Citation448 P.3d 175
Decision Date03 September 2019
Docket Numberconsolidated with No. 78791-8-I,No. 78790-0-I,78790-0-I
CourtWashington Court of Appeals
Parties In the MATTER OF the DEPENDENCY OF Z.J.G. and M.E.J.G., minor children, Washington State Department of Social & Health Services, Respondent, v. Scott James Greer, Appellant.

David Bruce Koch, Dana M. Nelson, Nielsen Broman Koch PLLC, Attorney at Law, 1908 E Madison St., Seattle, WA, 98122-2842, Jennifer L. Dobson, Attorney at Law, Po Box 15804, Seattle, WA, 98115-0804, for Petitioner.

Ariell Rayko Ikeda, Attorney at Law, Soc. & Hlth. Svcs. A.g. Office, Attorney at Law, Kelly L. Taylor, Ofc. of the Atty. General, 800 5th Ave Ste. 200 Seattle, WA, 98104-3107, for Respondent.

Dependency Casa Program King County, Mrjc-401 4th Avenue N, Suite 3081, Kent, WA, 98032, Kathleen Carney Martin, Dependency CASA Program, 401 4th Ave. N, Rm. 3081, Kent, WA, 98032-4429, for Guardian(s) Ad Litem.

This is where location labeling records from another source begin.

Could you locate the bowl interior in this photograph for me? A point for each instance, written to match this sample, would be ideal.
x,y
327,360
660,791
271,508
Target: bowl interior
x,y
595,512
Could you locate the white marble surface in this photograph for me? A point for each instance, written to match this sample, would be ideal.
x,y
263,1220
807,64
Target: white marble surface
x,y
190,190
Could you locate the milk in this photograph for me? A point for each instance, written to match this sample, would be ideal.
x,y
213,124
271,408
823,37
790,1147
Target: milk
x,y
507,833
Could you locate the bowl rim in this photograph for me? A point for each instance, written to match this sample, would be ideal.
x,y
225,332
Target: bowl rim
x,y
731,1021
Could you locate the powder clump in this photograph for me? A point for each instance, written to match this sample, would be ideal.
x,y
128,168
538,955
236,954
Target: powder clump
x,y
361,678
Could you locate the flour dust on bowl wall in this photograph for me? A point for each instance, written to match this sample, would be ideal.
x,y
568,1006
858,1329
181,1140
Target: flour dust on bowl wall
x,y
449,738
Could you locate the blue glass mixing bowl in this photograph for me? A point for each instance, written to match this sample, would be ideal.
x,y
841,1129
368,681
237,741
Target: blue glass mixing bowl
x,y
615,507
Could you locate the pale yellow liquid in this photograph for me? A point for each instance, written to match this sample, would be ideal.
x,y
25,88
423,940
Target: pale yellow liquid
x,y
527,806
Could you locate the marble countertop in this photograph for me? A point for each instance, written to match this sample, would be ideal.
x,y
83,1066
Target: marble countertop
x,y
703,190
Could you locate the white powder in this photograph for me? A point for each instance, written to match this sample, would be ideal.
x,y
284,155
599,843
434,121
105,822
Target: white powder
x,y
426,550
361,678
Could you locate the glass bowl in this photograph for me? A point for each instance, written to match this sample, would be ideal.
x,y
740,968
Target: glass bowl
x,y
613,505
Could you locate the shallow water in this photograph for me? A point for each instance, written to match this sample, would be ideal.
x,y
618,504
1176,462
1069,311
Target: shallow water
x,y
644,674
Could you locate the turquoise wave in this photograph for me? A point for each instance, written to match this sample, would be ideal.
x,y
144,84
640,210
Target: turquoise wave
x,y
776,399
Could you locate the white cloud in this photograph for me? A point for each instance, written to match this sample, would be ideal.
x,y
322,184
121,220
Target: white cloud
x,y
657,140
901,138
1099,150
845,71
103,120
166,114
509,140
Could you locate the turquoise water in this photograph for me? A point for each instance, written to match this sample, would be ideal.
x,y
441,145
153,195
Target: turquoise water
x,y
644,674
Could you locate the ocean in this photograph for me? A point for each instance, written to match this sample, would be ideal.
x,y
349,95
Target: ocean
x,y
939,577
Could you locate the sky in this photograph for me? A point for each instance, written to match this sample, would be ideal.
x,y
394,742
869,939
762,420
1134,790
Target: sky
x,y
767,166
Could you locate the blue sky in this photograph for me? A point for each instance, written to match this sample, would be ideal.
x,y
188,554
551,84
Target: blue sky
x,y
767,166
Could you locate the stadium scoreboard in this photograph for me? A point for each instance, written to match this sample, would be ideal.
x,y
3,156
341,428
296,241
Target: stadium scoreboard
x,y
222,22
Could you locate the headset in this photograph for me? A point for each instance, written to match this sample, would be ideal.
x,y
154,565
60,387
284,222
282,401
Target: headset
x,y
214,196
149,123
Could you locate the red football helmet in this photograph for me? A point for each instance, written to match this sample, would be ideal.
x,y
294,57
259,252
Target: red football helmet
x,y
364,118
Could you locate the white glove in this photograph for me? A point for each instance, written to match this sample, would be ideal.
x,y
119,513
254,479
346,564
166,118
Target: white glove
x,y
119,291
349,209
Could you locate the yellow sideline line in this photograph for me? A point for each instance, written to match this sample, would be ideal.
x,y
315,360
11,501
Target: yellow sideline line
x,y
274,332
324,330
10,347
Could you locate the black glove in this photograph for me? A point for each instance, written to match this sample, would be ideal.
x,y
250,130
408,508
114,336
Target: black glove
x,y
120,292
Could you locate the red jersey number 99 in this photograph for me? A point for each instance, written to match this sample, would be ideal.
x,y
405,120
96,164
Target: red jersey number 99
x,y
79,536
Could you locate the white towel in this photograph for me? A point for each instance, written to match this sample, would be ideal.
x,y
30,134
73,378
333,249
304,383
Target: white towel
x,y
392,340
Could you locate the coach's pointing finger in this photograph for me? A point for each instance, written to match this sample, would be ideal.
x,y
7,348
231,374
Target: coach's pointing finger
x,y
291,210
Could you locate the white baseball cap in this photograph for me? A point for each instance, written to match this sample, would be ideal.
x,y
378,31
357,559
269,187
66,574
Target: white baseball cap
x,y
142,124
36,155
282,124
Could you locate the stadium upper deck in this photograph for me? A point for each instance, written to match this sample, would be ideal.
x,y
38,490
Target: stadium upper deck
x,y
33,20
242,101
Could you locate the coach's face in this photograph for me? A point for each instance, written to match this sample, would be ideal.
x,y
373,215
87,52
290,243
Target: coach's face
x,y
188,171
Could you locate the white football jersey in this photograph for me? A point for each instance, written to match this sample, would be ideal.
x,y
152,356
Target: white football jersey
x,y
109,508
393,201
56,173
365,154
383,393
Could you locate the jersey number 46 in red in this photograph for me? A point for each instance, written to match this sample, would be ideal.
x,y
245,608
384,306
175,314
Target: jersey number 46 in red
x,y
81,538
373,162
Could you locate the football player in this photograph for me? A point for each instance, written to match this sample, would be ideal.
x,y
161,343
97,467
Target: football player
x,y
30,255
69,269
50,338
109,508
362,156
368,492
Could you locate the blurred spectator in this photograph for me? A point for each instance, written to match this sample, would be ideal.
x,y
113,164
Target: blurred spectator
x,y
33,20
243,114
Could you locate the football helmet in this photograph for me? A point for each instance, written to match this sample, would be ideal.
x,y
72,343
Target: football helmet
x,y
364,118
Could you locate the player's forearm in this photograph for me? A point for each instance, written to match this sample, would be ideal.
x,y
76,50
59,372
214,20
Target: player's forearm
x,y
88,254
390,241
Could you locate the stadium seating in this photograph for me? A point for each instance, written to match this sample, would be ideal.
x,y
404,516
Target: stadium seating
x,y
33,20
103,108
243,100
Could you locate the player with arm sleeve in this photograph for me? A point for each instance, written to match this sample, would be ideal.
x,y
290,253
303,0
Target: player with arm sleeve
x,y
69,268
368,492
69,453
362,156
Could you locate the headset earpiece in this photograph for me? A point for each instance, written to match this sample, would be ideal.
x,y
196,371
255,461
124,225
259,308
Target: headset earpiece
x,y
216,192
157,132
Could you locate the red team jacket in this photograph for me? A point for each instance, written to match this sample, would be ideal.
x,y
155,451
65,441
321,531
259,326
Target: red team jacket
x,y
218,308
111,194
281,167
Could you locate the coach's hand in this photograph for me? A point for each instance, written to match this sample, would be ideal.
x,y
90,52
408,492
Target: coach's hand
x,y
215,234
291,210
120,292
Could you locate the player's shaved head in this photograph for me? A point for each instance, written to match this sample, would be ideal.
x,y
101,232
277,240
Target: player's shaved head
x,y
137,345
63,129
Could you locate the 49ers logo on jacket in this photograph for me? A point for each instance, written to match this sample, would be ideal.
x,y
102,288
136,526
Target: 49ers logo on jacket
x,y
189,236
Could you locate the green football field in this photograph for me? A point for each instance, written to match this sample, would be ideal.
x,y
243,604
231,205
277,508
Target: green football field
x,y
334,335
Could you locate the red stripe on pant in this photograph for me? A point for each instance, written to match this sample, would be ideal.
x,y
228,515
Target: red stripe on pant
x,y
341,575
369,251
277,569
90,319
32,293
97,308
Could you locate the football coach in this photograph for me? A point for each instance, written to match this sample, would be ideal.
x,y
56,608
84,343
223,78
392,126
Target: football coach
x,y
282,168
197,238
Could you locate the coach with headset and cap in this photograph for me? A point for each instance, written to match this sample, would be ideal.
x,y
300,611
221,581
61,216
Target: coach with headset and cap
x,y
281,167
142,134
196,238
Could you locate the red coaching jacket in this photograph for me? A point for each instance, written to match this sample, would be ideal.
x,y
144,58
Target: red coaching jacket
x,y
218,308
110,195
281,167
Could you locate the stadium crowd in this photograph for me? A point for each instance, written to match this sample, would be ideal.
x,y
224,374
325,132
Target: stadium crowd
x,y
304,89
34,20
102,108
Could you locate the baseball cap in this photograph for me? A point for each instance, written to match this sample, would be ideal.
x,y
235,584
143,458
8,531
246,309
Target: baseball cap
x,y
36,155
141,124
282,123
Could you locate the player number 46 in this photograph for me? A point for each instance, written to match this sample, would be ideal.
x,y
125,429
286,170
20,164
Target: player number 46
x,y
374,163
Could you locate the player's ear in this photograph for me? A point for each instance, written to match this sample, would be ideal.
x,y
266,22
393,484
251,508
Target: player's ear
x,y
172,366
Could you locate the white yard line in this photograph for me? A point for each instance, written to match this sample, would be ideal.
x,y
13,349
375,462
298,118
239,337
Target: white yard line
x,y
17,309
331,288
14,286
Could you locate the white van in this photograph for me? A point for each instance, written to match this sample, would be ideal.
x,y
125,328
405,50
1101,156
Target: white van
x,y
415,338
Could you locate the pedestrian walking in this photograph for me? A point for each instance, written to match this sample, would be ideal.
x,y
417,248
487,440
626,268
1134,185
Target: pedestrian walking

Lauren Grace Esq. Johansen, Attorney at Law, 1401 E Jefferson St. Ste. 200, Seattle, WA, 98122-5570, for Other Parties.

PUBLISHED OPINION

Verellen, J.

¶1 Consistent with the standards of the federal Indian Child Welfare Act of 1978 (ICWA)1 and the Washington State Indian Child Welfare Act (WICWA),2 at the commencement of a 72-hour shelter care hearing, the court is obligated to inquire whether the child is or may be an Indian child. But if the Department of Social and Health Services3 (Department) engages in a good faith investigation into the child’s Indian status, the parties elicit the relevant evidence at the hearing, and the court considers that evidence before ruling on shelter care, then the court substantially complies with the inquiry requirement.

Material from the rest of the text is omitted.